Genotyping-by-sequencing (Elshire et al., 2011) proved to be an effective method for generating SNP data for GS in pea, with a simple and efficient laboratory protocol. The amplification of samples individually, rather than amplifying pooled samples, made the process less efficient but allowed us to ensure that all samples were successfully amplified. The use of magnetic beads for the clean-up steps gave results consistent with spin columns (data not shown) but required less handling time. Although GBS resulted in a large number of SNPs with missing data for many lines, the overall number of SNPs identified was so large that there were plenty that had little missing data (>6000 SNPs had data for ≥90% of samples). The results of other studies suggest that this number is quite sufficient for GS. Although the accuracy of GS increases with increased marker density, the effect is small (Heffner et al., 2011; Tayeh et al., 2015b) and in barley and wheat reached plateau at around 1000 and 1500 markers, respectively (Bonnett et al., 2013; Oakey et al., 2016). Similarly, the size of the training population influences prediction accuracy, with little increase in prediction accuracy between 210 and 240 individuals in pea (Tayeh et al., 2015b), suggesting that the number of individuals used in this study was adequate. The average genome coverage was low at approximately 0.1×, but because the sequence reads were generated only at ApeKI restriction sites, the subset of the genome which was sequenced would have had much higher read coverage.

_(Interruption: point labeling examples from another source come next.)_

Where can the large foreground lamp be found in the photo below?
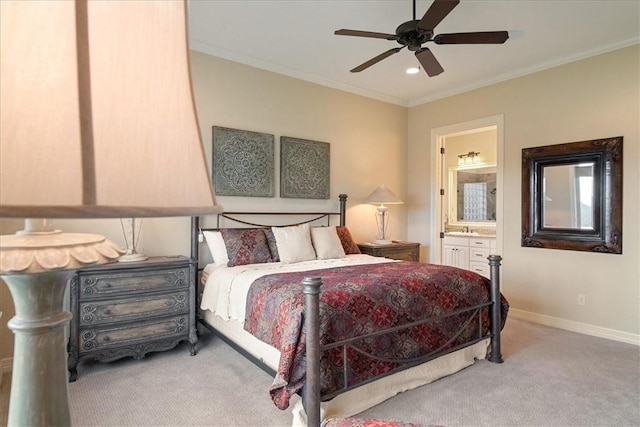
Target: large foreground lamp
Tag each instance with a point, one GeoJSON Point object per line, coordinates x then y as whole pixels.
{"type": "Point", "coordinates": [97, 121]}
{"type": "Point", "coordinates": [382, 196]}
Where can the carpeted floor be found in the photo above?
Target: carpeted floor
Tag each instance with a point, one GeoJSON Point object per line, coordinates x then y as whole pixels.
{"type": "Point", "coordinates": [550, 377]}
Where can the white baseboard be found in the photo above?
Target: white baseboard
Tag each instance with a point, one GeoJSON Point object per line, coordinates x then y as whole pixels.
{"type": "Point", "coordinates": [582, 328]}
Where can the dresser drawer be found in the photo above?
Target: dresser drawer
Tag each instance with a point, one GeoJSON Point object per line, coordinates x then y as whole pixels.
{"type": "Point", "coordinates": [480, 243]}
{"type": "Point", "coordinates": [405, 254]}
{"type": "Point", "coordinates": [92, 339]}
{"type": "Point", "coordinates": [100, 284]}
{"type": "Point", "coordinates": [123, 310]}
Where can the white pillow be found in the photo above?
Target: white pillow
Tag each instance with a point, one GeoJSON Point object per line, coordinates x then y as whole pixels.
{"type": "Point", "coordinates": [216, 245]}
{"type": "Point", "coordinates": [294, 243]}
{"type": "Point", "coordinates": [326, 242]}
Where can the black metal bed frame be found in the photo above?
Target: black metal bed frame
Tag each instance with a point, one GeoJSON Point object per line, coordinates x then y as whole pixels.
{"type": "Point", "coordinates": [311, 287]}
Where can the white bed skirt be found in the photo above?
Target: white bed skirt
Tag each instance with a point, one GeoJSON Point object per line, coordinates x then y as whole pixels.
{"type": "Point", "coordinates": [362, 398]}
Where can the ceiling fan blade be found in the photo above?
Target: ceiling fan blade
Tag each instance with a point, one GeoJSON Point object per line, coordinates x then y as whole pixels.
{"type": "Point", "coordinates": [375, 60]}
{"type": "Point", "coordinates": [436, 13]}
{"type": "Point", "coordinates": [488, 37]}
{"type": "Point", "coordinates": [371, 34]}
{"type": "Point", "coordinates": [429, 62]}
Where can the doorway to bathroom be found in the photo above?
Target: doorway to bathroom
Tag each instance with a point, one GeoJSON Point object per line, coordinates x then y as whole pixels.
{"type": "Point", "coordinates": [467, 158]}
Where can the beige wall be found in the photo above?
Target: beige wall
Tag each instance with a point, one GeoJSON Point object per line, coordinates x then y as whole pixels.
{"type": "Point", "coordinates": [592, 98]}
{"type": "Point", "coordinates": [368, 148]}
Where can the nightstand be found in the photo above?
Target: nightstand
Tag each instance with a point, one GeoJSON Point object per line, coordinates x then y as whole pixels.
{"type": "Point", "coordinates": [405, 251]}
{"type": "Point", "coordinates": [130, 309]}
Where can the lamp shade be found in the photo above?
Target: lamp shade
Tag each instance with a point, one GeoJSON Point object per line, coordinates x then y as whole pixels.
{"type": "Point", "coordinates": [382, 195]}
{"type": "Point", "coordinates": [97, 111]}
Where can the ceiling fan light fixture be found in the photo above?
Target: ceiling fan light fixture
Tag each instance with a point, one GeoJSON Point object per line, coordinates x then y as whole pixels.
{"type": "Point", "coordinates": [413, 34]}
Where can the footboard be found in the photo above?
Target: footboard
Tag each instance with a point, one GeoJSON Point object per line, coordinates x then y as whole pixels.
{"type": "Point", "coordinates": [312, 288]}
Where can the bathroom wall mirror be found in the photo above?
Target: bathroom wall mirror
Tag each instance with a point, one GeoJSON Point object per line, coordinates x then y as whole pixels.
{"type": "Point", "coordinates": [472, 195]}
{"type": "Point", "coordinates": [572, 196]}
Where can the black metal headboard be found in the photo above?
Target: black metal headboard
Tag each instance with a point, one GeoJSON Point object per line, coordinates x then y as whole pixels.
{"type": "Point", "coordinates": [196, 230]}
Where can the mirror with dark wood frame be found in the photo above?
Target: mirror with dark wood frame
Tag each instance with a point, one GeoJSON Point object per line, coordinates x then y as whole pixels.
{"type": "Point", "coordinates": [572, 196]}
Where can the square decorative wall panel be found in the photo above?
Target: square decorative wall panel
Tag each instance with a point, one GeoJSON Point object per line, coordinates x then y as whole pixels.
{"type": "Point", "coordinates": [243, 163]}
{"type": "Point", "coordinates": [304, 168]}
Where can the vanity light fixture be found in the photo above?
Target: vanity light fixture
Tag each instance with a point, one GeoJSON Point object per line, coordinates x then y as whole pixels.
{"type": "Point", "coordinates": [470, 157]}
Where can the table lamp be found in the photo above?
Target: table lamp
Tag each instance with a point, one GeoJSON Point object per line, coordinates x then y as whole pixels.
{"type": "Point", "coordinates": [97, 121]}
{"type": "Point", "coordinates": [382, 196]}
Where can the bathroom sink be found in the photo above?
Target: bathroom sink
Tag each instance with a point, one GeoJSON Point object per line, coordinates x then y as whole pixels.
{"type": "Point", "coordinates": [462, 233]}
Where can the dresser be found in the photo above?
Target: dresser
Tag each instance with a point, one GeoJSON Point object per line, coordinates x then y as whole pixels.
{"type": "Point", "coordinates": [130, 309]}
{"type": "Point", "coordinates": [405, 251]}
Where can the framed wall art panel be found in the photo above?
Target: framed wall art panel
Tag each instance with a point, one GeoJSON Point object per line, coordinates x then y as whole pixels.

The UNEAK analysis pipeline was designed to be used in any species, irrespective of the availability of a genome sequence, making it were ideal for a pea GS study. However, aligning to a genome would be preferable as the SNP positions would be known, allowing imputation of missing data based on haplotypes. Synteny between the Medicago truncatula and pea genomes (Aubert et al., 2006; Young et al., 2011) suggested that aligning the pea GBS reads to the M. truncatula genome might prove useful. This was attempted, as well as aligning to an unpublished fragmented pea genome. However, in both cases the number of SNPs generated was less than with UNEAK (data not shown). Finally, the pea GS SNPs were ordered using GBS SNPs from a pea mapping population, however, that also reduced the number of SNPs available due to the lower genetic diversity within the mapping population. Therefore, we chose to use the SNPs derived from the UNEAK analysis, and to stringently filter out SNPs that had excessive missing data, to provide optimal data for the GS analyses. Imputation with the major allele, which was estimated to be correct in 76% of cases, was considered to be a satisfactory alternative to imputation based on a genome sequence.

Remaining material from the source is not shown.